Similarly, Bumble CEO Whitney Wolfe Herd recently took her one-year-old son with her to celebrate the fact that she is the youngest woman in America to take a company public. The company shared a post on social media that, while simple, spoke volumes – “This is what leadership looks like”. In a nod to her empathetic leadership, she later gave all staff a week off so that they could avoid burnout following the strains of the pandemic – a far cry from the hustle culture of years past.

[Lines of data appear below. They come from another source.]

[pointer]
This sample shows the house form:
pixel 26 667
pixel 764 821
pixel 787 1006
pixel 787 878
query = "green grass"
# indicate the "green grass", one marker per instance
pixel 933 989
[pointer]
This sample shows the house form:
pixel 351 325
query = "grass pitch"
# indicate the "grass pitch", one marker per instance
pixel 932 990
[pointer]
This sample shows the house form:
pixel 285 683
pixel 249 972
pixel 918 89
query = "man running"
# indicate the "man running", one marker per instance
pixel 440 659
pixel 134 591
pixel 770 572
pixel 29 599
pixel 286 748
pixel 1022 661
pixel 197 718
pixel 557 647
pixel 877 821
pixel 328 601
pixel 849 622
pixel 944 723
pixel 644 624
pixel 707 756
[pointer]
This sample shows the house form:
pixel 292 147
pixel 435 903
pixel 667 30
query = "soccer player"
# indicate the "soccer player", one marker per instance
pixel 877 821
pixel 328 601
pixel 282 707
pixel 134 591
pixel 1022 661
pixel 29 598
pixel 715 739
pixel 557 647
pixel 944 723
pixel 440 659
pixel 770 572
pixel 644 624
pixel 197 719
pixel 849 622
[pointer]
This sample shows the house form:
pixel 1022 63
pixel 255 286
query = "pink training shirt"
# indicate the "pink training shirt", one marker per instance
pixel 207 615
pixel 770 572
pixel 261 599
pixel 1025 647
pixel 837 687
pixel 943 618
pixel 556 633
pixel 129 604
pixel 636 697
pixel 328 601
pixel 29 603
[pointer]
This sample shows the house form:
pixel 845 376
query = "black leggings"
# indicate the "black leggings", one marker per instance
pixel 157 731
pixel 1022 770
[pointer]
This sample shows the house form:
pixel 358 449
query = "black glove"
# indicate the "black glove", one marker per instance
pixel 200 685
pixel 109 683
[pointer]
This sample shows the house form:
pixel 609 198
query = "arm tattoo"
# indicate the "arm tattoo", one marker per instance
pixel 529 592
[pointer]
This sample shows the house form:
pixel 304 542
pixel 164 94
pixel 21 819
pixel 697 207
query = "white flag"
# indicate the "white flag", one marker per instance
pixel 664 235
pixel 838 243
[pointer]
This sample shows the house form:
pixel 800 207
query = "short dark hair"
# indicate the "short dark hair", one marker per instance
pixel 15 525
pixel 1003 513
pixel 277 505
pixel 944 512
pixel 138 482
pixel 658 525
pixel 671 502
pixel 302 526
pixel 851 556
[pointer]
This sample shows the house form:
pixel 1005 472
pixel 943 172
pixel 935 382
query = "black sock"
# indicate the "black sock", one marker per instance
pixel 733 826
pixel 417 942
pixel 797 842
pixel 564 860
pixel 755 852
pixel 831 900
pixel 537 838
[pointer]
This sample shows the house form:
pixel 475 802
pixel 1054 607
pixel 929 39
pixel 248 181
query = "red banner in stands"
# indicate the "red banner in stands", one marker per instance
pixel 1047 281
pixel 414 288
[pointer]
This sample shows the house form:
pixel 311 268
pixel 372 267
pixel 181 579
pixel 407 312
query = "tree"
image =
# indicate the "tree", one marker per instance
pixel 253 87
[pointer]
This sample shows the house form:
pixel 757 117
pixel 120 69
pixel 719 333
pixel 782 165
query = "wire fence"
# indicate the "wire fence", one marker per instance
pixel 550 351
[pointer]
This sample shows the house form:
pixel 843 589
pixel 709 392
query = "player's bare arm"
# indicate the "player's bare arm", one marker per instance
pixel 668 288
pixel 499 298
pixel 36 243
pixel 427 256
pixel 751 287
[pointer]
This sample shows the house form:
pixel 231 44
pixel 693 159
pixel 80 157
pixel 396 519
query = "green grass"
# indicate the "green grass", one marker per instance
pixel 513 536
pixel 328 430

These kinds of examples set a new tone for female leadership, one that combines their many roles and experiences. After all, being a parent includes a lot of skills that are helpful in the workplace, patience, empathy, diary management, to name just a few. While we must acknowledge that it is not only women who have these attributes, often, they are still the primary caregiver. Before the pandemic, women undertook 65% of childcare responsibilities on average compared to their partners, and this only increased further during the pandemic, meaning they are more likely to have these strengths to utilise on a day to day basis.
The best leader is an authentically confident one
For businesses to be in the best position, leaders need to be confident in themselves, their abilities and vision. While the ‘Girl Boss’ era had its time and may have provided a crucial confidence boost to would-be leaders, a newer and more authentic approach is allowing women to be themselves and not have to live up to unrealistic expectations or adopt toxic traits to reach the top.
Instead, I hope to see what previously would have been unthought of – women actively discussing how being mothers or caregivers has made them more adaptable and agile. As we move forward, we should see women embracing traits that previously may have been deemed lesser for being more feminine, such as empathy, as they define their own leadership style. After all, there is no one way to be a leader, no matter your gender, and all businesses can benefit from understanding that as they look towards the future.